L’assurance des risques de cyber-attaque 2/2
Suite de notre article consacré à la nouvelle législation en vigueur dans le Code des Assurances sur le risque de cyber attaque.
La première partie est à lire en suivant ce lien.
Plus le chantage dure, plus il est caché, plus le coût du risque est élevé.
Dans ce contexte, la loi n° 2023-22 du 24 janvier 2023 introduit un nouveau chapitre dans le titre II du Code des Assurances, le chapitre X, qui comporte le nouvel article L.12-10-1 “L’assurance des risques de cyber attaque”.

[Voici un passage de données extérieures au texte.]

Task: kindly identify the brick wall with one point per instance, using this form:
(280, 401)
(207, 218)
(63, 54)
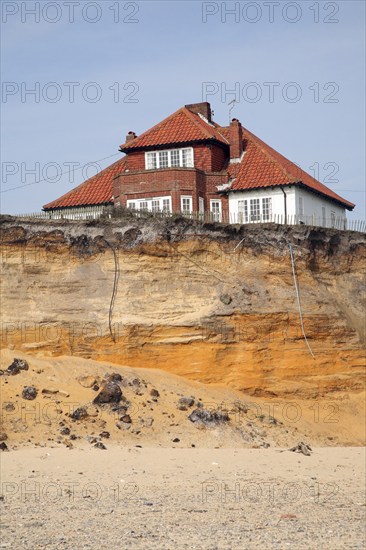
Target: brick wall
(200, 181)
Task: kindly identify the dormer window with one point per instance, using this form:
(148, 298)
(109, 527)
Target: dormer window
(169, 158)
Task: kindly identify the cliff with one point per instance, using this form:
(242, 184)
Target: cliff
(216, 304)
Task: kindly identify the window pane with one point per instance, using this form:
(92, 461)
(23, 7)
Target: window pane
(174, 157)
(267, 208)
(150, 161)
(186, 204)
(254, 210)
(216, 210)
(243, 211)
(301, 207)
(163, 159)
(187, 157)
(166, 205)
(324, 221)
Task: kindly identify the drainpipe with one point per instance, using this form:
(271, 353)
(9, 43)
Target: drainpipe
(285, 203)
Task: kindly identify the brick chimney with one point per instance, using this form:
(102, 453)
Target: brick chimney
(236, 139)
(201, 109)
(130, 136)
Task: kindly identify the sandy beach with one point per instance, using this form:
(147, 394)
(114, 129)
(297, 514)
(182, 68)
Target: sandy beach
(183, 498)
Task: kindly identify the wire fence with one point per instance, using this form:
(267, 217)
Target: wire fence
(96, 212)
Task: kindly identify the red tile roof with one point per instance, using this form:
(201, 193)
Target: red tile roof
(262, 166)
(95, 190)
(181, 127)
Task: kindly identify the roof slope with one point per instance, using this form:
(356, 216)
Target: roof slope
(95, 190)
(181, 127)
(262, 166)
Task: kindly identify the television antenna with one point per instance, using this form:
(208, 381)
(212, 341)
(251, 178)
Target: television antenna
(232, 103)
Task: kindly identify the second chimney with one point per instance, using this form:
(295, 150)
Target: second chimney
(203, 109)
(130, 136)
(236, 139)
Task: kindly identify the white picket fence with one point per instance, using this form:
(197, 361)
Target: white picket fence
(80, 213)
(95, 212)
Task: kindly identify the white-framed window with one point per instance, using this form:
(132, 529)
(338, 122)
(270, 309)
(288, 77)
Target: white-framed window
(155, 204)
(187, 157)
(169, 158)
(332, 218)
(215, 209)
(266, 209)
(243, 211)
(163, 159)
(175, 157)
(150, 161)
(186, 204)
(301, 206)
(255, 212)
(324, 218)
(167, 205)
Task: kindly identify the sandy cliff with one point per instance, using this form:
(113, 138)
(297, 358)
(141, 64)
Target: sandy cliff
(213, 304)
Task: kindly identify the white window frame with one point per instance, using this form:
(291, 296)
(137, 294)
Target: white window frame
(155, 165)
(182, 199)
(137, 203)
(301, 206)
(216, 215)
(332, 218)
(245, 210)
(324, 217)
(255, 213)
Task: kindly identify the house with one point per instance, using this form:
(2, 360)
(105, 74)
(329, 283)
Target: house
(188, 163)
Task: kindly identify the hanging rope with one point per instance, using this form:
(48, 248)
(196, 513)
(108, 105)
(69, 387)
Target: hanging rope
(298, 301)
(114, 291)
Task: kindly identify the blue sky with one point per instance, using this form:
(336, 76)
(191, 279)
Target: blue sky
(131, 64)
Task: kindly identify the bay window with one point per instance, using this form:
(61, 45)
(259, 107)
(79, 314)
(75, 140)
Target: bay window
(155, 204)
(255, 210)
(170, 158)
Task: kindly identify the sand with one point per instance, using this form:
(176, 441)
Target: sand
(163, 482)
(183, 498)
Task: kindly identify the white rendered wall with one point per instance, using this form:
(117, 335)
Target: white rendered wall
(312, 205)
(277, 196)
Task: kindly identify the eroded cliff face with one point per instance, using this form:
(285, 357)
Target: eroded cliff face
(214, 304)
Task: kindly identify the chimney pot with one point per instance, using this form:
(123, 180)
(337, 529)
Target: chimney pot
(236, 139)
(201, 109)
(130, 136)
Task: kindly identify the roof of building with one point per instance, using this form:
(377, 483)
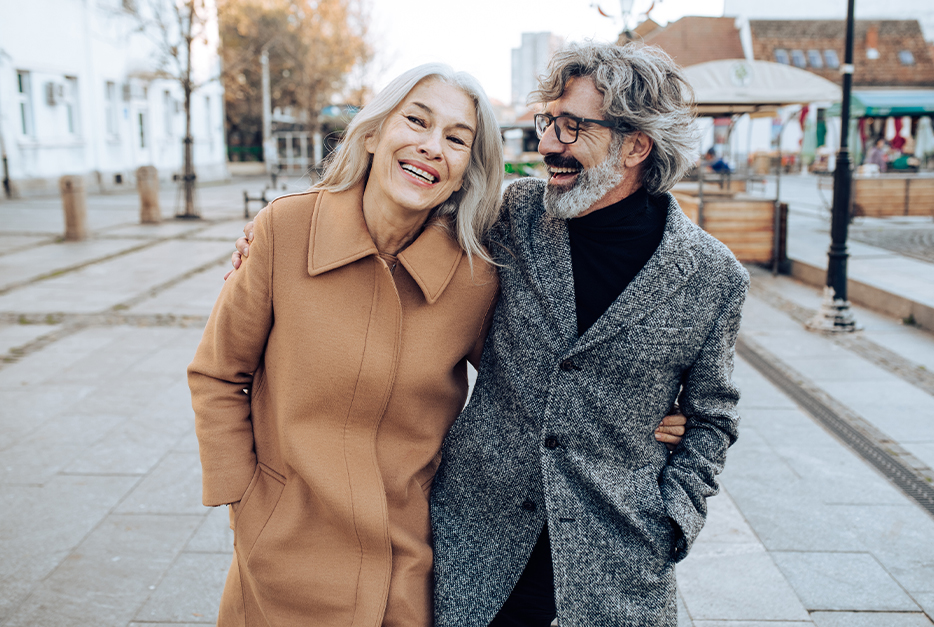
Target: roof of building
(902, 57)
(694, 39)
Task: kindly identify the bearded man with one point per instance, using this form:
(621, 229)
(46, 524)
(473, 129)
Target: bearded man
(553, 498)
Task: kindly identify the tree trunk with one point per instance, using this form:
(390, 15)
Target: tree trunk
(188, 171)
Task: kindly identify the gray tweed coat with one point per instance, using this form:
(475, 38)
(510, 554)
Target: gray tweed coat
(560, 428)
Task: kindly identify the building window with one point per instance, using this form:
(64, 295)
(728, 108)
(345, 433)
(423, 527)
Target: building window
(168, 112)
(797, 59)
(209, 131)
(815, 59)
(142, 129)
(24, 95)
(71, 104)
(906, 57)
(110, 107)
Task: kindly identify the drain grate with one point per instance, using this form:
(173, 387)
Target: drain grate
(899, 466)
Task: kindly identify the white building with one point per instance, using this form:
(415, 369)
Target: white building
(80, 93)
(530, 60)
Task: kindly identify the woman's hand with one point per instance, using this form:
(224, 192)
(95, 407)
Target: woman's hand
(671, 430)
(243, 248)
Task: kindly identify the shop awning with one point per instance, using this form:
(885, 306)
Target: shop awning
(883, 103)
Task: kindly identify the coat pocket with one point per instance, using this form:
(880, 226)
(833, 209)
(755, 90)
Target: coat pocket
(256, 507)
(657, 527)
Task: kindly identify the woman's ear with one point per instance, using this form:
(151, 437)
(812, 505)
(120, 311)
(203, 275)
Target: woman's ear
(370, 142)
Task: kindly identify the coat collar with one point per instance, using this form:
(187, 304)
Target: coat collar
(339, 237)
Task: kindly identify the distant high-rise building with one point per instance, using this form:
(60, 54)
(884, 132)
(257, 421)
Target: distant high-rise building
(530, 60)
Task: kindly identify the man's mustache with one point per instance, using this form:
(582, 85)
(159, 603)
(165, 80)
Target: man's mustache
(555, 161)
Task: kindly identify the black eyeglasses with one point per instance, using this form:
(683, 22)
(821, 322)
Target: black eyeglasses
(567, 127)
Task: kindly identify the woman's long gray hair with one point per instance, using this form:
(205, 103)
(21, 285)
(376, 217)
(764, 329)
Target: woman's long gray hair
(643, 90)
(471, 211)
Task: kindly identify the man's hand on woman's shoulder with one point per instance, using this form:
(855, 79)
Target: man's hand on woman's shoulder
(243, 248)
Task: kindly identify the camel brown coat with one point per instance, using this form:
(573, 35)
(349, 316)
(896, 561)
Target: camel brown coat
(323, 388)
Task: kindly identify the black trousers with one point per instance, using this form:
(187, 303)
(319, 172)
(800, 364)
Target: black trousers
(532, 601)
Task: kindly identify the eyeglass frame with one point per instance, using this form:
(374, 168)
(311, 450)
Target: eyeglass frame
(551, 120)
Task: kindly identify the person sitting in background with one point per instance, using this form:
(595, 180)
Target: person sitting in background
(877, 155)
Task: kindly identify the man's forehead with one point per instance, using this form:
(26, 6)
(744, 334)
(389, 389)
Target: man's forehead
(581, 98)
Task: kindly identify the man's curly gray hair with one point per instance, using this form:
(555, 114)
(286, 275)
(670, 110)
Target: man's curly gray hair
(643, 90)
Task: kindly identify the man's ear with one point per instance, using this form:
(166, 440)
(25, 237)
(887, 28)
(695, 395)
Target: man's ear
(637, 148)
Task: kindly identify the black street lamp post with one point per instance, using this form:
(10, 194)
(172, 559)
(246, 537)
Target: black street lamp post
(835, 314)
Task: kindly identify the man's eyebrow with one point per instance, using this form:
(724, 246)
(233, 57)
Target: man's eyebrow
(429, 111)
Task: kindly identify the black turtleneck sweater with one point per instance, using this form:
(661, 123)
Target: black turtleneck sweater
(608, 249)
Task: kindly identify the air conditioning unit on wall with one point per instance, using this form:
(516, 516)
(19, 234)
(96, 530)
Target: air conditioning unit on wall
(54, 93)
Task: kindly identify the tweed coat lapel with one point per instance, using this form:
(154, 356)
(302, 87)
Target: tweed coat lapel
(551, 249)
(666, 271)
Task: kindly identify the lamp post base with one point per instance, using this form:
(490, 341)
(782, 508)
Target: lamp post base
(834, 315)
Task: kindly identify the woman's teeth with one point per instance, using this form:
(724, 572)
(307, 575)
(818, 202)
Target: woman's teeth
(417, 172)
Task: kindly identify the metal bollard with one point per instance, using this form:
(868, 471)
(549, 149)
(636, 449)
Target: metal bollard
(147, 184)
(74, 202)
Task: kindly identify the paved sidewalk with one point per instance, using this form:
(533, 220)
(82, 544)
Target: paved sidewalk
(100, 514)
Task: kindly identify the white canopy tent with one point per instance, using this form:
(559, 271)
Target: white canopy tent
(734, 87)
(759, 88)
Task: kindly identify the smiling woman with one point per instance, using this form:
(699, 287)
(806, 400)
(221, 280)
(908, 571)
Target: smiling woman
(351, 325)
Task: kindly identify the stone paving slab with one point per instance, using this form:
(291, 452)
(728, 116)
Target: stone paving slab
(875, 619)
(897, 408)
(808, 241)
(173, 487)
(40, 525)
(26, 265)
(102, 286)
(10, 244)
(16, 335)
(169, 228)
(195, 295)
(190, 591)
(128, 556)
(724, 576)
(843, 581)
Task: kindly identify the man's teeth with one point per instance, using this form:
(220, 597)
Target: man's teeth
(417, 172)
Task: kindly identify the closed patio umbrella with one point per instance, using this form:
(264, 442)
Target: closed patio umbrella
(924, 143)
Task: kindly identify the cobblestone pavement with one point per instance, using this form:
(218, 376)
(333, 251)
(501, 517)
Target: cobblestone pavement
(911, 238)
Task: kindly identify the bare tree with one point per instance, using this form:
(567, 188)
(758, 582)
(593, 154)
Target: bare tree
(316, 48)
(176, 28)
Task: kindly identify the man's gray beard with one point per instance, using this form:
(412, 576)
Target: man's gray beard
(591, 185)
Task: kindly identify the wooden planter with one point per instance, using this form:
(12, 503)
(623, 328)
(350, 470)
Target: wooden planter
(746, 224)
(893, 195)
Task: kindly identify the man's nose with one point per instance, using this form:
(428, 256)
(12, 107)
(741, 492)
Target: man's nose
(549, 144)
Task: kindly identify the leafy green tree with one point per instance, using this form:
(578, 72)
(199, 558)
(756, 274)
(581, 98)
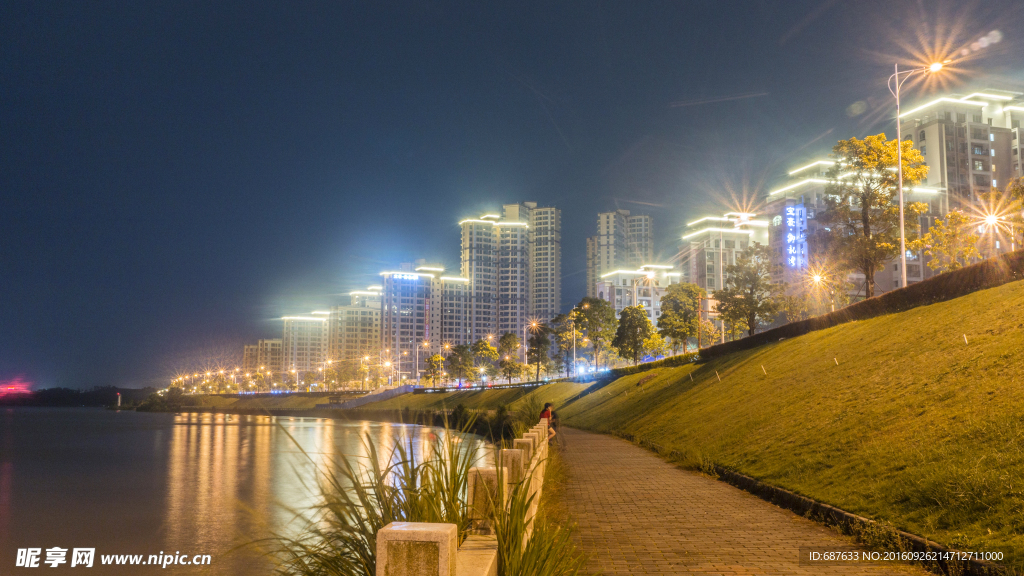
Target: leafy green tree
(680, 313)
(510, 367)
(950, 243)
(862, 203)
(460, 362)
(750, 296)
(483, 352)
(508, 344)
(597, 318)
(710, 334)
(435, 368)
(655, 345)
(565, 328)
(537, 354)
(634, 329)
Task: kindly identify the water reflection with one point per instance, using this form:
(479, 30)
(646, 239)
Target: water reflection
(132, 483)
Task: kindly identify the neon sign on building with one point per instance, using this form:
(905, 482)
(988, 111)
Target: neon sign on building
(796, 236)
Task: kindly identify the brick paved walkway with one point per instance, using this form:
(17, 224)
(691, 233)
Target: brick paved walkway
(639, 515)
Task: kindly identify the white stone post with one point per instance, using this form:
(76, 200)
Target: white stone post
(415, 548)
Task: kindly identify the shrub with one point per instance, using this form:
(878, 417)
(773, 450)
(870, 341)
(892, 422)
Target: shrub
(988, 274)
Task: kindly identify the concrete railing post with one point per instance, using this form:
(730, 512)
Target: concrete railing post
(511, 459)
(527, 449)
(487, 487)
(417, 548)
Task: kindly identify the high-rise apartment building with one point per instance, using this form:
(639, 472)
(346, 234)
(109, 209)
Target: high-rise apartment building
(970, 142)
(545, 262)
(513, 264)
(623, 241)
(304, 343)
(423, 312)
(643, 287)
(268, 355)
(353, 330)
(713, 244)
(250, 361)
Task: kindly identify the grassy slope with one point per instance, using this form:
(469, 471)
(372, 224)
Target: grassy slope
(285, 402)
(913, 425)
(555, 393)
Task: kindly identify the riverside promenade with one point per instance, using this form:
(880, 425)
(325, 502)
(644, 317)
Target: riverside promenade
(639, 515)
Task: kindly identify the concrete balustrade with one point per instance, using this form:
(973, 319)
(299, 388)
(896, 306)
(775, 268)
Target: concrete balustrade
(417, 548)
(422, 549)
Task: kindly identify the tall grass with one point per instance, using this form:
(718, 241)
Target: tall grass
(357, 500)
(549, 550)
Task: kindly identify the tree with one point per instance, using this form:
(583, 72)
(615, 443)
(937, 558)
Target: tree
(435, 367)
(597, 318)
(680, 313)
(750, 296)
(460, 362)
(862, 202)
(654, 345)
(538, 352)
(566, 330)
(634, 329)
(949, 243)
(510, 367)
(709, 332)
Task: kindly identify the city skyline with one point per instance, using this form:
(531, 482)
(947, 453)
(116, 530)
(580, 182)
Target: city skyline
(158, 211)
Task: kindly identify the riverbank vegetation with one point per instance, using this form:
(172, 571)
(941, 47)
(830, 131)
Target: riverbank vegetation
(410, 484)
(912, 418)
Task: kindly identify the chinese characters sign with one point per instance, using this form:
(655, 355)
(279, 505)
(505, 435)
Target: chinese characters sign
(796, 236)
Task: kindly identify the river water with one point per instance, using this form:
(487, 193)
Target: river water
(128, 483)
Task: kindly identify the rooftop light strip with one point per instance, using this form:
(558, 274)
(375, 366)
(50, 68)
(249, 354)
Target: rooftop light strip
(417, 274)
(729, 230)
(720, 218)
(984, 95)
(811, 165)
(940, 100)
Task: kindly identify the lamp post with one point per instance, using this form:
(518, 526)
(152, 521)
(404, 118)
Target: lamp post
(894, 85)
(820, 281)
(532, 328)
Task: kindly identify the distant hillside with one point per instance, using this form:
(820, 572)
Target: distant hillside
(915, 417)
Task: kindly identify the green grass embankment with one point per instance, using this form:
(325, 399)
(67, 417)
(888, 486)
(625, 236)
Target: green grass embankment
(284, 402)
(555, 393)
(897, 418)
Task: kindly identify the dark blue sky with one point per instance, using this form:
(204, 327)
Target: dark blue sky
(175, 175)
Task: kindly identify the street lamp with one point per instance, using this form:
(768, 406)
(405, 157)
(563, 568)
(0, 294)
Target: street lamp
(894, 84)
(819, 281)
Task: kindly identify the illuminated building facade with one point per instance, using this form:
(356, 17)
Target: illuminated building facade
(623, 241)
(353, 330)
(423, 312)
(513, 264)
(643, 286)
(304, 343)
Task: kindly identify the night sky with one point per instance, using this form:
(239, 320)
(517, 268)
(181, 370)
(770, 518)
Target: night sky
(176, 175)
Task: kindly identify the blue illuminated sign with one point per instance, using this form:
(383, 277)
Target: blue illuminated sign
(796, 236)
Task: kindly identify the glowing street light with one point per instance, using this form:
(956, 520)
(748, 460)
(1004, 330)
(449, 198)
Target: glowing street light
(894, 84)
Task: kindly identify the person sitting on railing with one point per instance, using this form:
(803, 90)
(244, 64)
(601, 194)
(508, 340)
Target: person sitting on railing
(549, 414)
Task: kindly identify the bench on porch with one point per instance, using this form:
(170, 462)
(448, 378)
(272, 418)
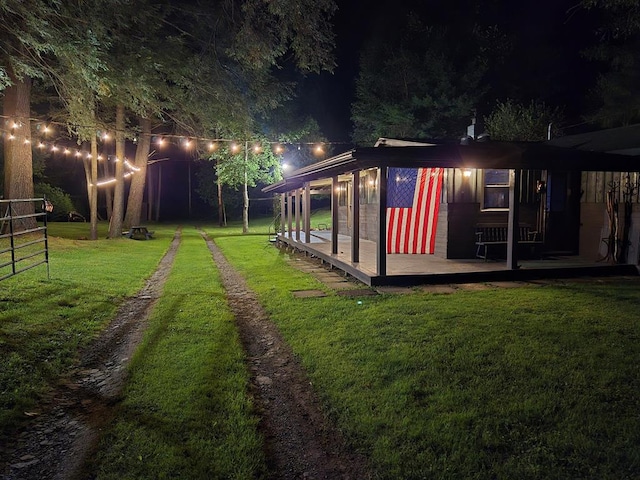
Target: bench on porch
(490, 235)
(139, 232)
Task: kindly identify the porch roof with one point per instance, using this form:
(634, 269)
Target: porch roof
(493, 155)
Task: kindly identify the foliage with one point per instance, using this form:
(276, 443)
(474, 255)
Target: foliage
(422, 84)
(511, 121)
(61, 200)
(615, 94)
(252, 163)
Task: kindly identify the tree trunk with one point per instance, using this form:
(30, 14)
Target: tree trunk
(107, 189)
(18, 161)
(115, 225)
(93, 193)
(138, 179)
(245, 194)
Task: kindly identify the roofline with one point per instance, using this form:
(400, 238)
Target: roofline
(494, 155)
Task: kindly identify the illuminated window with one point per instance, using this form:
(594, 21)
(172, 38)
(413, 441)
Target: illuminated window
(496, 189)
(368, 187)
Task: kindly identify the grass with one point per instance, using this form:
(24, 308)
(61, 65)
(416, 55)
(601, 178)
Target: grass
(185, 412)
(535, 382)
(44, 324)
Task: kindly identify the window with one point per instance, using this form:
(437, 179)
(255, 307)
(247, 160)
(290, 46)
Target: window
(342, 194)
(368, 186)
(496, 189)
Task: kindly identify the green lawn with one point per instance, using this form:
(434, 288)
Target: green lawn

Le « dépôt d’une plainte de la victime auprès des autorités compétentes » pour une cyber attaque devra intervenir au plus tard 72 heures après la connaissance de l’atteinte par la victime.
Cette approche de la menace cyber permet en premier lieu de renseigner les potentielles victimes, sur :
- La notion d’autorités compétentes : il s’agit des forces de sécurité et l’autorité judiciaire
- Les délais : « 72 heures après la connaissance de l’atteinte par la victime »
- Le dépôt de plainte doit être fait par « la victime », sans plus de caractérisation.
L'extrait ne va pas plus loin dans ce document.